Filme yönelik ana itirazım, nükleer enerjiye karşı çıkmanın bir başka nedeni hakkında hiçbir şey söylememesi - tarihçinin dediği gibi radyasyonun güçlü ve derinlere yerleşmiş terörleri çağrıştırması. Spencer Giyim ayrıntılı onun anlayışlı 1988 kitabı nükleer korku. Nükleer güce karşı muhalefeti yüzleşmeyi bu kadar zorlaştıran ve birçok insanı trenin varlığını inkar etmeye ya da ondan kaçmanın yollarının bulunabileceğine inanmaya iten işte bu terörlerdir.

kritik nokta

Stone'un filmi, insanların nükleer enerjiyi kendini beğenmiş ve üstün bir mesafeden düşünüp yargılayabildiği zamanlar çoktan geride kaldı, bizi düşünmeye zorluyor. 21. yüzyılda bu, hileli, pervasız ve ahlaki açıdan kendini beğenmiş bir egzersiz, popüler olsa da soyut değerlerin sonuçsuz bir uygulamasıdır. erdem Şimdi Nükleer nükleer teknolojiyi olası bir enerji kaynağı olarak masaya koymasıdır.
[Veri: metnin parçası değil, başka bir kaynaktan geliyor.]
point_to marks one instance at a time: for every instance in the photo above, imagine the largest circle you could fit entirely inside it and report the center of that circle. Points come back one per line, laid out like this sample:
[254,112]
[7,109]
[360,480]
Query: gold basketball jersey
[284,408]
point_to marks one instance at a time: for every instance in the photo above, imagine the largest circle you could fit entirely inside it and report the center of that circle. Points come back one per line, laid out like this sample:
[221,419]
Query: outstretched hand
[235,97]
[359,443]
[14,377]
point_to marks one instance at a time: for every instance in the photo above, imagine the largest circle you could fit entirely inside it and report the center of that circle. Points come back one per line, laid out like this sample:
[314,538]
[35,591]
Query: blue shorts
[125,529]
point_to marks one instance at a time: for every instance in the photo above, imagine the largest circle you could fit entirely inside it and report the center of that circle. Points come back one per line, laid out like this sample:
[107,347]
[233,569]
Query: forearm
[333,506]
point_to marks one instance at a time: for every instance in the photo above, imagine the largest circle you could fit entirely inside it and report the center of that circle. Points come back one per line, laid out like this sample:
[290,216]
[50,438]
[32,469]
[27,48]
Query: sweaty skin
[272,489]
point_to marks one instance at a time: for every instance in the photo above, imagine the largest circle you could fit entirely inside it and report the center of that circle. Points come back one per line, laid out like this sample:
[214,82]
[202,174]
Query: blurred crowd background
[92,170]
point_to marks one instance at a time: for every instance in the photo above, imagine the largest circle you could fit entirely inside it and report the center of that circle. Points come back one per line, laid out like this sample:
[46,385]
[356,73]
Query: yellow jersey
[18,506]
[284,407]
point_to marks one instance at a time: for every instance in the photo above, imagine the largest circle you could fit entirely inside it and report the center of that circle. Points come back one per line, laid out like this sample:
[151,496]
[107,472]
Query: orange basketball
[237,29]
Filmin sonunda Martin Luther King ve Mahatma Gandhi'nin kısa kliplerini görüyoruz. Elbette nükleer teknolojinin teknik değerleri hakkında yorum yapmak için orada değiller. Stone, onu kullanmak için gereken ahlaki ve politik cesareti çağırmaları için onları getirir. Yine de ister istemez filmin son sözleri Stephen Hawking, zorluklara karşı başarılı teknolojik mücadelenin çağımızın aziz sembolü. “İhtimallerin üstesinden gelin. Yapılabilir," diye toparlıyor Hawking, "yapılabilir."

Böyle anlarda, Şimdi Nükleer yol, yol, zirvenin çok ötesinde. Ama karşı karşıya olduğumuz kriz de öyle.